The journalist was struck by this, and decided to go and inspect the kitchens of every destroyed house if perhaps any of the stoves and pots had survived. In the first broken structure he entered, the kitchen area and everything in it were utterly wrecked; the same went for the second and third house he saw. “The more pictures I took”, he wrote afterwards, “the angrier I became:
I couldn’t help but curse the heavens above for being so heartless as to rob all these people of their means of preparing their food.
This was the first time that the journalist wept in Ya’an. Yet later he did find one house with its pots and stove still intact, even though there was a large crack in the floor. He retrieved the pots, and saw to it that they were used for preparing food.

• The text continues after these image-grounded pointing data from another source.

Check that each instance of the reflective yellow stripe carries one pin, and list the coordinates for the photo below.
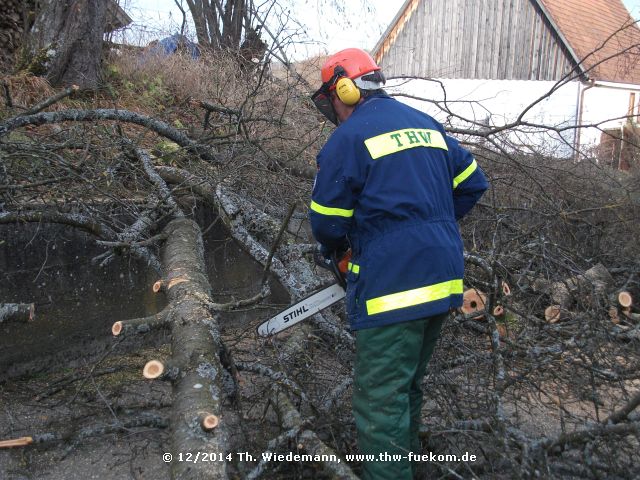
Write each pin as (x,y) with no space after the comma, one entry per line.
(414,297)
(340,212)
(399,140)
(465,174)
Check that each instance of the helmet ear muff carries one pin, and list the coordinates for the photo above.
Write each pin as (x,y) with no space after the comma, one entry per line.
(347,91)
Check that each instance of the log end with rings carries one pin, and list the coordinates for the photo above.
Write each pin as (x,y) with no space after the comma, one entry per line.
(209,421)
(16,442)
(473,301)
(625,299)
(552,313)
(153,369)
(116,329)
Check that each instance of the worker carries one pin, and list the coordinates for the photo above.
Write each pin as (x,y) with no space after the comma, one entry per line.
(390,186)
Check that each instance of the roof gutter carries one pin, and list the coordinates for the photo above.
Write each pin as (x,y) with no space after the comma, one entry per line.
(378,51)
(580,109)
(583,72)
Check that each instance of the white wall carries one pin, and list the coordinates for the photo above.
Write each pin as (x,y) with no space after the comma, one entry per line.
(604,105)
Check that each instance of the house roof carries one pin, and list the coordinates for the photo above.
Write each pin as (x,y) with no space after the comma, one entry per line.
(600,35)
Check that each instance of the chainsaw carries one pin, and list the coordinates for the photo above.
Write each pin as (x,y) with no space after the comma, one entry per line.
(316,301)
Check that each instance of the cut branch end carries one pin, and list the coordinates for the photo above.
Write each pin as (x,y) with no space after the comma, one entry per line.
(153,369)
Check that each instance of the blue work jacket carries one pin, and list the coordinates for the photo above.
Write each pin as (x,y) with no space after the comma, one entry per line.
(393,183)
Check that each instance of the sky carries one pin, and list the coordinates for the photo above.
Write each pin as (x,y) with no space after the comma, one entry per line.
(330,25)
(357,23)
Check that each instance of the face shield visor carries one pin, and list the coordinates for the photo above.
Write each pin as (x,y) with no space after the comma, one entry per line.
(322,100)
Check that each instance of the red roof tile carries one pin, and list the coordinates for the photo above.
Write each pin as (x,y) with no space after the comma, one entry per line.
(597,31)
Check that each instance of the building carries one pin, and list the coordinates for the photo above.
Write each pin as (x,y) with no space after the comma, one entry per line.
(545,62)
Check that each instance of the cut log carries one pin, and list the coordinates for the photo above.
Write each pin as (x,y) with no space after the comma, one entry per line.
(16,442)
(613,315)
(473,303)
(552,313)
(625,300)
(209,421)
(195,352)
(630,315)
(140,325)
(597,280)
(159,370)
(17,312)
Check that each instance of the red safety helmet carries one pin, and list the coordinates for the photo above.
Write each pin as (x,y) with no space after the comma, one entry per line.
(347,72)
(355,63)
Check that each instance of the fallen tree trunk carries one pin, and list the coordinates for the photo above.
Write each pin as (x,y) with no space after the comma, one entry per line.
(197,424)
(17,312)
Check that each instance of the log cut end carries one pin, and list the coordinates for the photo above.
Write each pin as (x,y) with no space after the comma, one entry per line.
(16,442)
(153,369)
(613,315)
(209,421)
(552,313)
(157,286)
(116,329)
(625,299)
(473,301)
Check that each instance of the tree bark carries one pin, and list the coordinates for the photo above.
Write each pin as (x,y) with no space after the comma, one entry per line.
(195,349)
(17,312)
(68,34)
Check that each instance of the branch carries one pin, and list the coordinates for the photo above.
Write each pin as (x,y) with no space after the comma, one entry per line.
(157,126)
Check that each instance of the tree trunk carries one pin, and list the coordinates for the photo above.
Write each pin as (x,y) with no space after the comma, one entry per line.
(194,348)
(66,38)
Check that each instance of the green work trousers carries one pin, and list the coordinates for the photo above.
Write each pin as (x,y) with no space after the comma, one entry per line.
(389,367)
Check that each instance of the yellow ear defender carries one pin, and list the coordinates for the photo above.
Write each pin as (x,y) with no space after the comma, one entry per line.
(347,91)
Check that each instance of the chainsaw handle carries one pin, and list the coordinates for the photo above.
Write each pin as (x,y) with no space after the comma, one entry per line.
(337,266)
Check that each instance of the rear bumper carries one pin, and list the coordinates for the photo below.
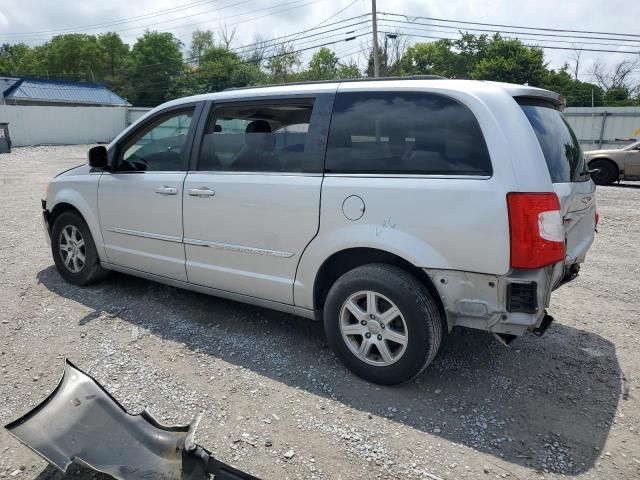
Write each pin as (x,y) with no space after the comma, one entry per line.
(509,304)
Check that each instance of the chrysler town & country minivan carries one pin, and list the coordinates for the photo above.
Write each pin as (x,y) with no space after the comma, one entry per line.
(393,210)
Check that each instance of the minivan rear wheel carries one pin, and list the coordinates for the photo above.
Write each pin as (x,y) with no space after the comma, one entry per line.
(382,323)
(74,251)
(606,173)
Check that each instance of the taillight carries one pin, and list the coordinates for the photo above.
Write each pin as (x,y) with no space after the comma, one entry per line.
(537,230)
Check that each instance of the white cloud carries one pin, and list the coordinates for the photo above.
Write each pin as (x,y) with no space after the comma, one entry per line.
(274,18)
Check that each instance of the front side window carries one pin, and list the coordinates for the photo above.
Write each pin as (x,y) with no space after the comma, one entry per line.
(256,138)
(404,133)
(158,147)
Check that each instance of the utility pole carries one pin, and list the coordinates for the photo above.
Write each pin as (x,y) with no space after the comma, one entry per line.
(376,59)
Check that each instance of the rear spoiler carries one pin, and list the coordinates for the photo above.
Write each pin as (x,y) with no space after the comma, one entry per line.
(557,102)
(81,423)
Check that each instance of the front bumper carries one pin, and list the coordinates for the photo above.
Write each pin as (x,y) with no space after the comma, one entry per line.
(81,423)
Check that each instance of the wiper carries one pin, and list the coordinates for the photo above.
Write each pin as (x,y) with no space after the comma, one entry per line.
(80,422)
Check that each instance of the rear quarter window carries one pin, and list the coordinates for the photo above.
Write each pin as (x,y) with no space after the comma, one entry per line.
(561,149)
(404,133)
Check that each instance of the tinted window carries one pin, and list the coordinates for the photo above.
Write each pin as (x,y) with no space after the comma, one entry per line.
(404,133)
(559,144)
(256,138)
(159,146)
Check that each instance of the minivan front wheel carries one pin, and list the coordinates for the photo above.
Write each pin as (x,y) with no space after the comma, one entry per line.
(382,323)
(74,251)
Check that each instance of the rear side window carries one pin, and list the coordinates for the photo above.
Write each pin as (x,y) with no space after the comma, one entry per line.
(404,133)
(559,144)
(261,137)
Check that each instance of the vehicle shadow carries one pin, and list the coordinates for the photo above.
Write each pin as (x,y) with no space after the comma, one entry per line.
(74,471)
(546,403)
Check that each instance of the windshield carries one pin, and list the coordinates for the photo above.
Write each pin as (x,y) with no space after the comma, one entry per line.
(559,144)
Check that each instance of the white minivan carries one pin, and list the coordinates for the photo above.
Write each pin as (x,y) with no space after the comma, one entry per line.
(393,209)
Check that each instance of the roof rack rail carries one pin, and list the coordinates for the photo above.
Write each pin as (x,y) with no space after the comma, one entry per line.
(348,80)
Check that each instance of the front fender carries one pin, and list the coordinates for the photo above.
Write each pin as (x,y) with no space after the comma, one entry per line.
(81,192)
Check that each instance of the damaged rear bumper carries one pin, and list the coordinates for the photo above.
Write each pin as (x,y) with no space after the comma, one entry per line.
(509,304)
(80,422)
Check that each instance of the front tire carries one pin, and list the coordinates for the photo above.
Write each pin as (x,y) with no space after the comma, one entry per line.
(74,251)
(607,172)
(382,323)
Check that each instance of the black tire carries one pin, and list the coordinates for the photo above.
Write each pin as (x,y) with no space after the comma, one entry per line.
(419,310)
(607,172)
(91,271)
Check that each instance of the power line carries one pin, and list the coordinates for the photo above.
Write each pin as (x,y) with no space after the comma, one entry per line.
(77,28)
(582,42)
(408,17)
(308,30)
(512,32)
(271,43)
(291,6)
(551,47)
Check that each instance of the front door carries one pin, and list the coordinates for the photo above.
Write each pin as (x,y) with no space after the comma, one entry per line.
(252,203)
(140,201)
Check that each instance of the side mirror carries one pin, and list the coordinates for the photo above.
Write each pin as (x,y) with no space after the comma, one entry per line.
(98,157)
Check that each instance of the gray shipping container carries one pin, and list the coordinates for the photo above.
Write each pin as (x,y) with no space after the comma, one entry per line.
(5,140)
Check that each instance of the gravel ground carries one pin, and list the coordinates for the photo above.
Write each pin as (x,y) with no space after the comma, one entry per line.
(565,405)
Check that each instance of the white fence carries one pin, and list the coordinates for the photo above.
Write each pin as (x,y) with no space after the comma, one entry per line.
(48,125)
(604,127)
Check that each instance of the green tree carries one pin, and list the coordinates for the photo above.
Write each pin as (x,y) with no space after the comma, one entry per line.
(17,59)
(577,93)
(348,70)
(507,60)
(619,97)
(283,66)
(156,62)
(436,58)
(201,41)
(323,65)
(114,51)
(75,55)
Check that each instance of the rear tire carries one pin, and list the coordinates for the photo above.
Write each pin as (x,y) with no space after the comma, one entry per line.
(607,174)
(74,251)
(357,306)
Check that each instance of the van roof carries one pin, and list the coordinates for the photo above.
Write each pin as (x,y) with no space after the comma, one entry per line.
(386,83)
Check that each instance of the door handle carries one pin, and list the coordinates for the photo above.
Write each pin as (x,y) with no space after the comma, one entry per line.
(166,190)
(201,192)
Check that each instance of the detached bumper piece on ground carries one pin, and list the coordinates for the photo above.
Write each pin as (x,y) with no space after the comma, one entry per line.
(80,422)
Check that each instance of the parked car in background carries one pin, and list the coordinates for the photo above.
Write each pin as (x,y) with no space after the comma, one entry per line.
(609,166)
(392,210)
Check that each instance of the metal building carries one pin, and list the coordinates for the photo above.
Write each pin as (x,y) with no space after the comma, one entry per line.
(37,91)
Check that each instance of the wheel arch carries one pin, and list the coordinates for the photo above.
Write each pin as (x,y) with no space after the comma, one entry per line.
(68,199)
(345,260)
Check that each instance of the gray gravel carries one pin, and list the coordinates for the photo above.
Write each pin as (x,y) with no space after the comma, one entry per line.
(278,404)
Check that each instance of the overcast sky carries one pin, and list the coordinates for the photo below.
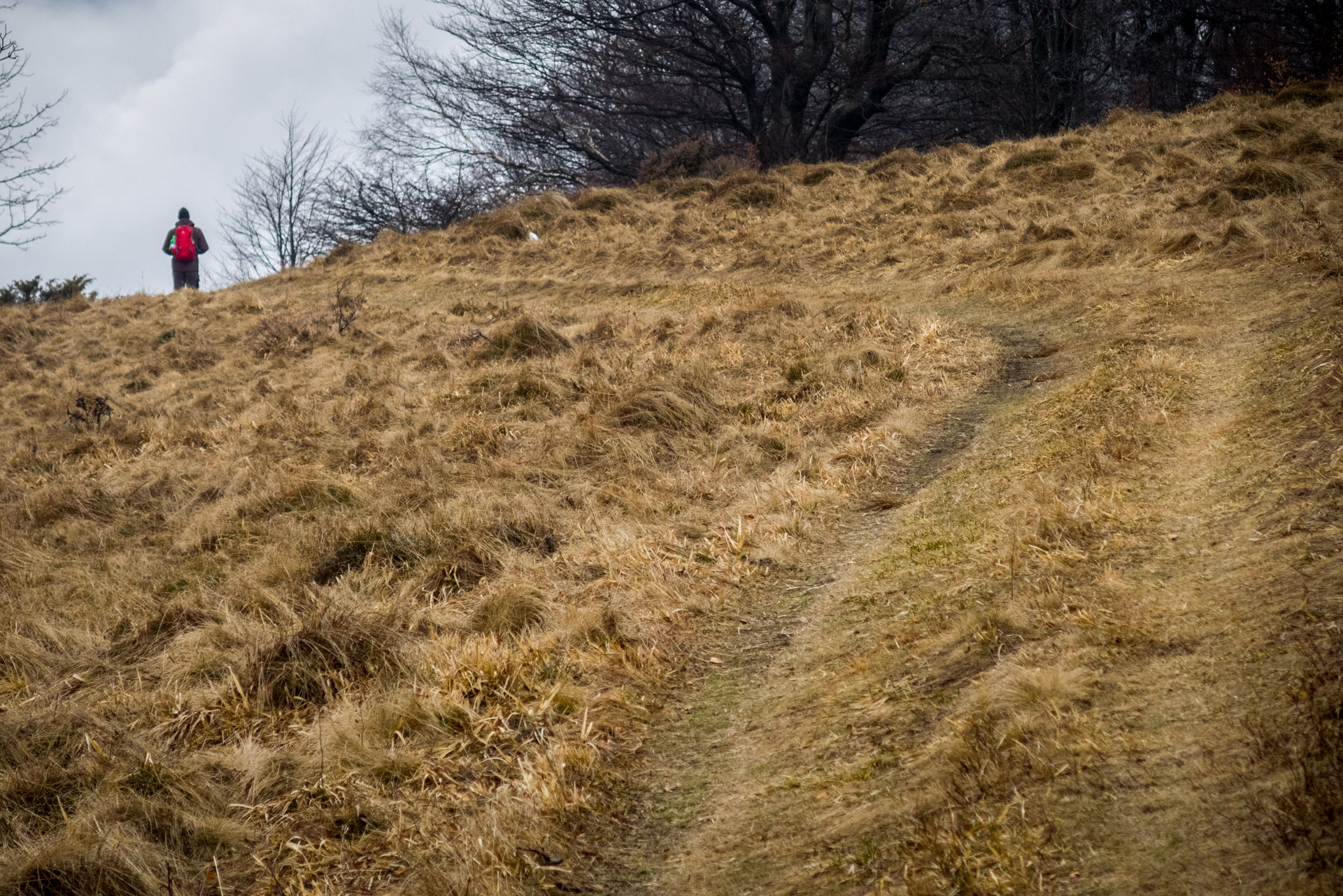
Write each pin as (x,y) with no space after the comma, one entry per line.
(164,101)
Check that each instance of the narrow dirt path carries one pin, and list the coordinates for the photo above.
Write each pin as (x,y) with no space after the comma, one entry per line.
(697,762)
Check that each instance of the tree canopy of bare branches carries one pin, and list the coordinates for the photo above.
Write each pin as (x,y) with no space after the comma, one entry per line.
(276,220)
(26,188)
(564,93)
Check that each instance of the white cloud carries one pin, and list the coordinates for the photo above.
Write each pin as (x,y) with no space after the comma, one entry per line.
(166,100)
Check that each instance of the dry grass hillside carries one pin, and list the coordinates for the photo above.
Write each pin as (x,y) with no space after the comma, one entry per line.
(957,523)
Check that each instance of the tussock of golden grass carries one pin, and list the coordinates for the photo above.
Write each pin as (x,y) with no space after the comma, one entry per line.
(385,610)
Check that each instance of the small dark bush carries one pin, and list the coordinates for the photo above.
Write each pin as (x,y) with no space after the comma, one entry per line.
(27,292)
(1315,93)
(684,160)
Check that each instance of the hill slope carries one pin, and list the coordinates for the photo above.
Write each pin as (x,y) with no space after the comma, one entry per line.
(959,523)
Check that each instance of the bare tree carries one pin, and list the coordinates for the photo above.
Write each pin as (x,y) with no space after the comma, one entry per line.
(277,215)
(26,188)
(571,92)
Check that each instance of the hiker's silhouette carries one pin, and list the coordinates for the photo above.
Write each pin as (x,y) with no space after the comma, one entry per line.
(185,243)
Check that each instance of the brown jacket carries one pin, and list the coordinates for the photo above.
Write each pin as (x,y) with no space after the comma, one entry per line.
(197,236)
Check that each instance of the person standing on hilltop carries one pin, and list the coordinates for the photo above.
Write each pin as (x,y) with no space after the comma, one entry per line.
(185,243)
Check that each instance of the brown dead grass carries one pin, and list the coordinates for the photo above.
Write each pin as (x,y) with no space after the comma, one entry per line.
(391,609)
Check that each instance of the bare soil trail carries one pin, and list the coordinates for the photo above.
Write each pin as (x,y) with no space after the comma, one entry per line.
(700,762)
(1149,646)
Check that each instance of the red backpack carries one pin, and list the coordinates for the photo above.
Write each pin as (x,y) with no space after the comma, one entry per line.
(185,243)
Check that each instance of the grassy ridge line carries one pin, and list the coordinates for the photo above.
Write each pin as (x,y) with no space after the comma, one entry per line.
(350,613)
(379,611)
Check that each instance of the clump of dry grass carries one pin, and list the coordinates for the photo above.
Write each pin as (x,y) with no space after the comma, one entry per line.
(385,608)
(525,338)
(508,611)
(325,653)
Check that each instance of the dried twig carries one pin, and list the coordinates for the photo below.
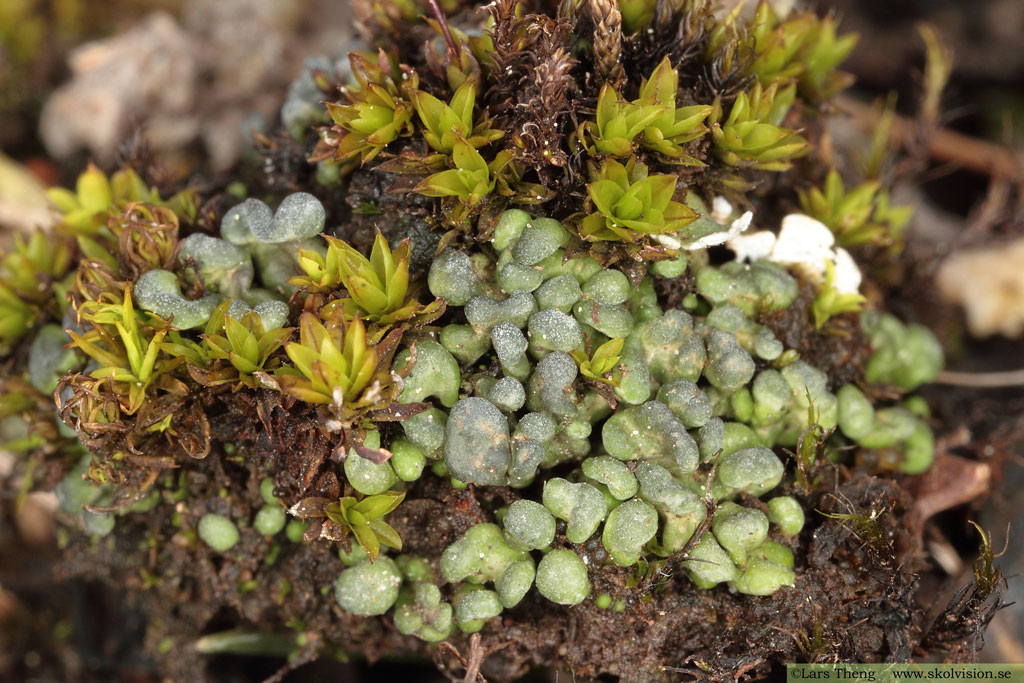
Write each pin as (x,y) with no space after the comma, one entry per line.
(944,144)
(996,380)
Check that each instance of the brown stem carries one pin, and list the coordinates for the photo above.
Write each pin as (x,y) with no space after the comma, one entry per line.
(442,20)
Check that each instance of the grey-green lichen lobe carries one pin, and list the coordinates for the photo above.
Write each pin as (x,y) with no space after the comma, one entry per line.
(453,279)
(627,529)
(561,578)
(477,442)
(369,588)
(581,505)
(529,524)
(651,432)
(159,292)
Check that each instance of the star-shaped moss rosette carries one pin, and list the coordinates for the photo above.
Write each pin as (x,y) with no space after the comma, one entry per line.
(752,136)
(443,123)
(631,204)
(96,198)
(598,367)
(243,346)
(335,366)
(337,518)
(469,182)
(126,350)
(617,123)
(377,114)
(674,126)
(859,216)
(378,287)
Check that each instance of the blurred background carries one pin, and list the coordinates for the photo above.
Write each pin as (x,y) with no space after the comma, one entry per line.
(188,81)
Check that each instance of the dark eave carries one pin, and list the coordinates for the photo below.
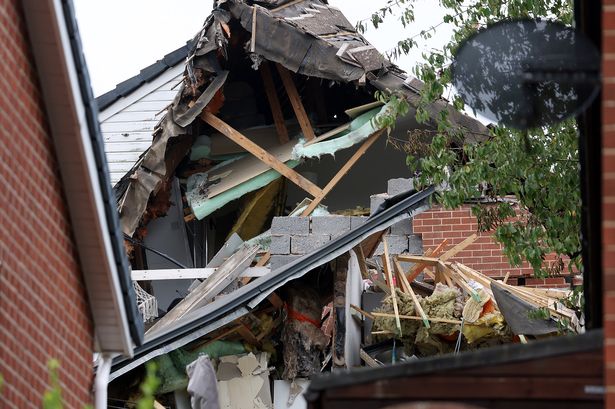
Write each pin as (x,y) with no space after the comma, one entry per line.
(135,320)
(146,75)
(503,354)
(248,296)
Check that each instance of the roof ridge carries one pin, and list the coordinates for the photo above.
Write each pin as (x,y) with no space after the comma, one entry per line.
(147,74)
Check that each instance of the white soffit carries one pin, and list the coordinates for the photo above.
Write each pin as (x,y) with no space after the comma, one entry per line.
(66,114)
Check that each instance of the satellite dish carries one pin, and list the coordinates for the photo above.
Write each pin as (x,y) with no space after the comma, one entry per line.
(527,73)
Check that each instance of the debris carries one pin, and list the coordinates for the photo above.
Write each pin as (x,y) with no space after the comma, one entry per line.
(302,338)
(202,385)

A few days later the journalist witnessed another mournful scene by the side of a cooking pot. In Lingguan township (灵关镇), Baoxing county (宝兴县), he saw women preparing food in a few large cooking pots while some men were stoking the fires with wood. All the people here, the journalist noticed, had tears in their eyes. The reason for this, he was told, was that the people had seen a television news report that proclaimed that everyone in the disaster area were eating good meals of fish and meat and were doing just fine.
Yet this was far from the truth for the people standing next to the cooking pots: none of the leaders had come to visit them, and they had not much to eat. The journalist overheard an old man telling his wife that he had returned once to their destroyed home to retrieve some dried meat and mushrooms, but had ended up giving the food to a volunteer working in the area.
In Baoxing as well the journalist went to look through the homes in the area, and found that from the outside some of them appear to have been left untouched by the earthquake. Yet inside they were all devastated; in none of them could you cook a meal. All this signified, the journalist concluded, that the sweat and labor of two generations have been wiped out.